At its core, gender-specific medicine is the science of how normal human biology differs between men and women and how the diagnosis and treatment of disease differs as a function of gender. Dr. Legato’s discoveries and those of her colleagues have led to a personalization of medicine that assists doctors worldwide in understanding the difference in normal function of men and women and in their sex-specific experiences of the same diseases.

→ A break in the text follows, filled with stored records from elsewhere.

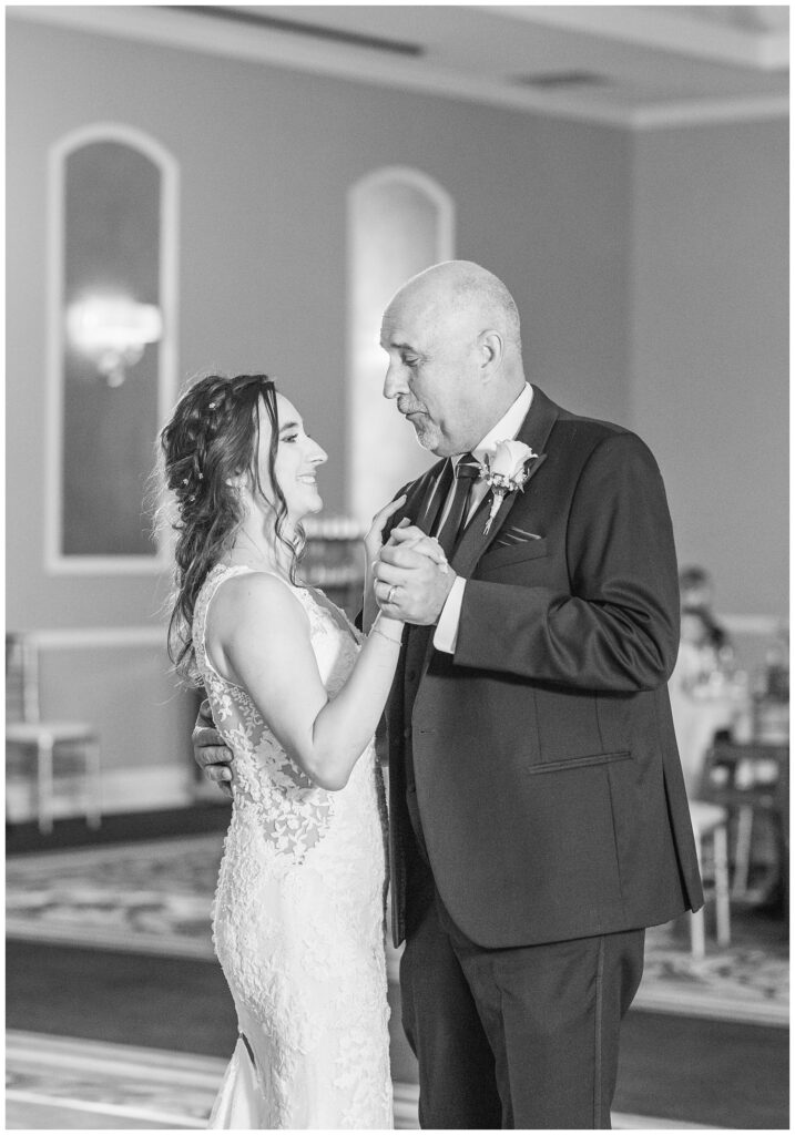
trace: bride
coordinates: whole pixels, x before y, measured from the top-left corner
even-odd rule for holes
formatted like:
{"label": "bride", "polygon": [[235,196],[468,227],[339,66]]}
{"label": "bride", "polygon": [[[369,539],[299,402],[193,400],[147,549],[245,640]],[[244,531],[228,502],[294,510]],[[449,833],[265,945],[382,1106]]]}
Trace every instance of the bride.
{"label": "bride", "polygon": [[[402,623],[379,613],[362,639],[299,582],[327,456],[267,376],[194,382],[160,444],[178,511],[169,651],[234,754],[214,942],[240,1037],[209,1126],[392,1127],[373,734]],[[403,499],[375,516],[368,564]],[[443,563],[434,540],[421,550]]]}

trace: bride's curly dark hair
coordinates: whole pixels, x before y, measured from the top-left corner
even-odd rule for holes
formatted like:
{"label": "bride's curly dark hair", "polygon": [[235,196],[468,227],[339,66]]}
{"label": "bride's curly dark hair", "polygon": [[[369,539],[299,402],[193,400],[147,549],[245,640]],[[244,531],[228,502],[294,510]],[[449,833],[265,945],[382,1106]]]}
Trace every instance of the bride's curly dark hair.
{"label": "bride's curly dark hair", "polygon": [[[274,501],[262,489],[257,461],[261,405],[270,422],[268,472]],[[164,479],[176,513],[170,523],[177,533],[168,654],[177,673],[192,684],[199,684],[192,638],[196,596],[243,520],[240,495],[232,484],[241,473],[248,473],[275,508],[276,538],[290,552],[290,578],[296,582],[304,538],[300,526],[295,533],[285,531],[287,504],[275,472],[278,431],[276,388],[267,375],[198,379],[160,431]]]}

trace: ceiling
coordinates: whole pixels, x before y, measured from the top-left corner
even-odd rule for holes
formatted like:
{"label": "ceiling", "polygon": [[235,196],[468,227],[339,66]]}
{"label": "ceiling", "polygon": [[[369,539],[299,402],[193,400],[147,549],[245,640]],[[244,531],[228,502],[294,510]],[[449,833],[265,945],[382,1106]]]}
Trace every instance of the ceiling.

She began her work in gender-specific medicine by authoring the first book on women and heart disease, The Female Heart: The Truth About Women and Coronary Artery Disease, which won the Blakeslee Award of the American Heart Association in 1992. Because of this research, the cardiovascular community began to include women in clinical trials affirming the fact that the risk factors, symptoms, and treatment of the same disease can be significantly different between the sexes. Convinced that the sex-specific differences in coronary artery disease were not unique, Dr. Legato began a wide-ranging survey of all medical specialties and in 2004, published the first textbook on gender-specific medicine, The Principles of Gender-Specific Medicine. The second edition appeared in 2010 and the third edition, dedicated to explaining how gender impacts biomedical investigation in the genomic era, won the PROSE Award in Clinical Medicine from the Association of American Publishers in 2018. A fourth edition is forthcoming.

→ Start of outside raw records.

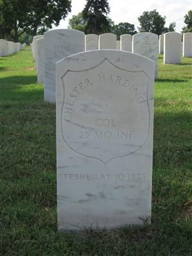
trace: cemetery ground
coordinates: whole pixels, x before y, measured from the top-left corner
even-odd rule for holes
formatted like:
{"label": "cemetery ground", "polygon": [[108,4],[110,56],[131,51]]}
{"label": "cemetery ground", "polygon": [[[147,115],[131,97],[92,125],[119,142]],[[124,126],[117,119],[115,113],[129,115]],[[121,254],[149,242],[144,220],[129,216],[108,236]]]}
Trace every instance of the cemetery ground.
{"label": "cemetery ground", "polygon": [[155,83],[150,225],[57,231],[55,105],[29,47],[0,58],[0,255],[191,255],[192,58]]}

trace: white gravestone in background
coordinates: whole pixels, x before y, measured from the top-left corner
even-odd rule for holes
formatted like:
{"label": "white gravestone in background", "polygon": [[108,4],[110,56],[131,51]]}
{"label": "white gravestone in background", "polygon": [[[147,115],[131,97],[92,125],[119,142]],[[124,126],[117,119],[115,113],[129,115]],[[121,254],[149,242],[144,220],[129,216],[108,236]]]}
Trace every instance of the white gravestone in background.
{"label": "white gravestone in background", "polygon": [[168,32],[164,34],[164,63],[180,63],[181,34]]}
{"label": "white gravestone in background", "polygon": [[132,52],[155,62],[155,77],[158,77],[159,40],[157,35],[150,32],[139,33],[132,36]]}
{"label": "white gravestone in background", "polygon": [[58,229],[150,223],[154,63],[114,50],[56,64]]}
{"label": "white gravestone in background", "polygon": [[159,53],[163,54],[164,35],[159,36]]}
{"label": "white gravestone in background", "polygon": [[183,51],[184,57],[192,57],[192,33],[183,34]]}
{"label": "white gravestone in background", "polygon": [[99,36],[99,49],[116,49],[116,35],[111,33],[100,35]]}
{"label": "white gravestone in background", "polygon": [[37,82],[39,84],[44,83],[45,73],[45,49],[44,49],[44,38],[41,37],[36,40],[36,69],[37,69]]}
{"label": "white gravestone in background", "polygon": [[85,35],[85,51],[97,50],[99,48],[97,35],[88,34]]}
{"label": "white gravestone in background", "polygon": [[116,40],[116,49],[117,50],[120,50],[120,41]]}
{"label": "white gravestone in background", "polygon": [[122,35],[120,36],[120,49],[132,52],[132,35],[129,34]]}
{"label": "white gravestone in background", "polygon": [[55,65],[74,53],[84,51],[84,34],[74,29],[54,29],[44,33],[44,100],[55,102]]}
{"label": "white gravestone in background", "polygon": [[32,42],[32,52],[33,52],[33,59],[35,61],[36,61],[36,44],[35,44],[35,40],[36,39],[40,38],[41,37],[44,36],[43,35],[38,35],[38,36],[34,36],[33,38],[33,42]]}
{"label": "white gravestone in background", "polygon": [[8,55],[8,42],[4,39],[0,39],[0,56]]}

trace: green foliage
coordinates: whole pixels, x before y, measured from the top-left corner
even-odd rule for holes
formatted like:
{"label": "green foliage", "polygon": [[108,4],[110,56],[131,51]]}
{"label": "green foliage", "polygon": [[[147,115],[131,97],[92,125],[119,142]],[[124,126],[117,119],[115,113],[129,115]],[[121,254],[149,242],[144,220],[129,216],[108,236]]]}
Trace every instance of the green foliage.
{"label": "green foliage", "polygon": [[117,36],[117,40],[120,40],[120,36],[124,34],[134,35],[137,33],[134,25],[128,22],[120,22],[118,25],[113,25],[111,33]]}
{"label": "green foliage", "polygon": [[188,14],[184,16],[184,22],[186,26],[182,28],[182,33],[192,32],[192,10],[188,12]]}
{"label": "green foliage", "polygon": [[150,12],[144,12],[143,15],[138,17],[140,27],[140,32],[151,32],[157,35],[161,35],[168,31],[175,31],[175,22],[172,22],[168,28],[164,27],[166,17],[162,17],[154,10]]}
{"label": "green foliage", "polygon": [[107,15],[110,8],[107,0],[86,0],[83,11],[83,18],[86,22],[86,34],[102,34],[109,32],[111,26]]}
{"label": "green foliage", "polygon": [[72,15],[72,17],[69,19],[68,28],[84,32],[86,23],[83,18],[83,12],[79,12],[76,15]]}
{"label": "green foliage", "polygon": [[66,17],[70,4],[70,0],[1,0],[0,36],[17,42],[24,33],[34,36],[38,30],[51,29]]}
{"label": "green foliage", "polygon": [[164,65],[154,86],[152,224],[57,231],[55,105],[29,47],[0,58],[0,255],[191,256],[191,67]]}
{"label": "green foliage", "polygon": [[174,31],[175,31],[175,28],[176,28],[176,23],[175,22],[170,23],[169,26],[168,26],[168,28],[167,32],[174,32]]}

She also founded the first scientific journals publishing new studies in the field, The Journal of Gender-Specific Medicine, and a newer version, Gender Medicine, both listed in the Index Medicus of the National Library of Medicine. She has founded a third peer-reviewed, open access journal, Gender and the Genome, which focuses on the impact of biological sex on technology and its effects on human life.
Dr. Legato is the author of multiple works, including: What Women Need to Know (Simon & Schuster, 1997), Eve’s Rib (Harmony Books, 2002), Why Men Never Remember and Women Never Forget (Rodale, 2005), Why Men Die First (Palgrave, 2008), The International Society for Gender Medicine: History and Highlights (Academic Press, 2017), and most recently, The Plasticity of Sex (Academic Press, 2020). Her books have been translated into 28 languages to date.
As an internationally respected authority on gender medicine, Dr. Legato has chaired symposia and made keynote addresses to world congresses in gender-specific medicine in Berlin, Israel, Italy, Japan, Panama, South Korea, Stockholm, and Vienna. In collaboration with the Menarini Foundation, she is co-chairing a symposium on epigenetics, Sex, Gender and Epigenetics: From Molecule to Bedside, to be held in Spring 2021 in Italy. She maintains one of the only gender-specific private practice in New York City, and she has earned recognition as one of the “Top Doctors in New York.”